Like Finisar, Applied Optoelectronics is really just waiting for another swing in a highly cyclical industry. That patience should be rewarded within the next three or four quarters, and the bounce could also start sooner than that.
Here’s a game of international intrigue on a high level. NeoPhotonics makes optoelectronic networking modules and systems, and most of its orders come from China. In 2017, 40% of the company’s total revenues came from Chinese networking giant Huawei, while smaller peer ZTE accounted for another 5%. All told, 55% of NeoPhotonics’ revenue last year was based on Chinese orders.

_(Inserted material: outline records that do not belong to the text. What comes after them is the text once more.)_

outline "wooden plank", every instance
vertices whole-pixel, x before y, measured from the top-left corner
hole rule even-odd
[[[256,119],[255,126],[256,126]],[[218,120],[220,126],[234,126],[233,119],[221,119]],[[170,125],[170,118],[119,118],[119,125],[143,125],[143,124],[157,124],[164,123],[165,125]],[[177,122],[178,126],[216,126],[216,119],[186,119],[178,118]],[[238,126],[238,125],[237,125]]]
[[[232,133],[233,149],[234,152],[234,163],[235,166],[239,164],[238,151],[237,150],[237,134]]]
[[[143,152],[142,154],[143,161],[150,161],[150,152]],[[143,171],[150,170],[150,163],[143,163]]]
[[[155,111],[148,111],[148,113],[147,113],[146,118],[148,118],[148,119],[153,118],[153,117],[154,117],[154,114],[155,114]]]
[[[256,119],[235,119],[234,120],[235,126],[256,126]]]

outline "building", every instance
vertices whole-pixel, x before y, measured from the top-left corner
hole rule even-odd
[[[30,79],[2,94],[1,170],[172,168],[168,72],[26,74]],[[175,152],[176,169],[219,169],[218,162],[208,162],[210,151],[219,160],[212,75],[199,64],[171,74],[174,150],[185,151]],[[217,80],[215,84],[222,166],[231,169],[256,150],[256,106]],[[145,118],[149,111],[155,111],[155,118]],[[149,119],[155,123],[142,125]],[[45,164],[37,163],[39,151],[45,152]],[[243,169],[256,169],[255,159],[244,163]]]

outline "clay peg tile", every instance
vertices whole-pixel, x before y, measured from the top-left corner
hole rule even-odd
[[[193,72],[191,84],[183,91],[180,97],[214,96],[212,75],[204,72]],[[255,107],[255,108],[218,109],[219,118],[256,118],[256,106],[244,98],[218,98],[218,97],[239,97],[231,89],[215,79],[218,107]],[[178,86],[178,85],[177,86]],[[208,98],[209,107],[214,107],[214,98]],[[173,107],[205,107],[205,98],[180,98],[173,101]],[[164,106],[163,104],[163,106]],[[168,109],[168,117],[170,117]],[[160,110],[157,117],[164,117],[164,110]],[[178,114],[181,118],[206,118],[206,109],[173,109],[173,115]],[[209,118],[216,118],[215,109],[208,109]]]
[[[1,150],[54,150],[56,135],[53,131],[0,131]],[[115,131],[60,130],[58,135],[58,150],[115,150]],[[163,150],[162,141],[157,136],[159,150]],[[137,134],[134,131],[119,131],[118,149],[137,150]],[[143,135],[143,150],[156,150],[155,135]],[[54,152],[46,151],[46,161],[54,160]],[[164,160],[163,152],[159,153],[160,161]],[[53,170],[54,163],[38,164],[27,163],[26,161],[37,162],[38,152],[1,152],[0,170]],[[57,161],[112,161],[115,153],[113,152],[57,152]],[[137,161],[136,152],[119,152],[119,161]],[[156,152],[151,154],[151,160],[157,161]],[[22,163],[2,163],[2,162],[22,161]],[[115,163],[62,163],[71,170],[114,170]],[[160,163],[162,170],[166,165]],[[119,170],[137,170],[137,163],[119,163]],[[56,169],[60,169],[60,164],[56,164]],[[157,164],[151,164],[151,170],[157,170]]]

That heavy dependence on China turned into a liability when Beijing and Washington started rattling sabers over their international trade relations. Along the way, ZTE was slapped with heavy-handed sanctions that stopped the company from using American technologies for the next five years, effectively putting that company out of business. NeoPhotonics issued a press release explaining how small ZTE’s revenue impact really was. But investors worried about the ZTE action leading up to similar sanctions on Huawei someday soon. That would be terrible news for NeoPhotonics. So the stock plunged.
But the tenor of U.S.-China relations quickly changed when President Trump said that he wanted to save ZTE’s business by modifying the company’s sanctions. In that light, Huawei no longer looks like a target for huge regulatory actions, so NeoPhotonics investors have relaxed their attitudes against the stock.The share price has soared 33% higher in May.
On top of that, rumor has it that NeoPhotonics is looking for a buyer, and Finisar might be ready to launch a buyout bid for the company. Stay tuned for more on that potential drama, which could unlock a lot of shareholder value in a hurry.
The stock still trades 26% below its year-ago price, but the bottom of the bounce may be in the rearview mirror already.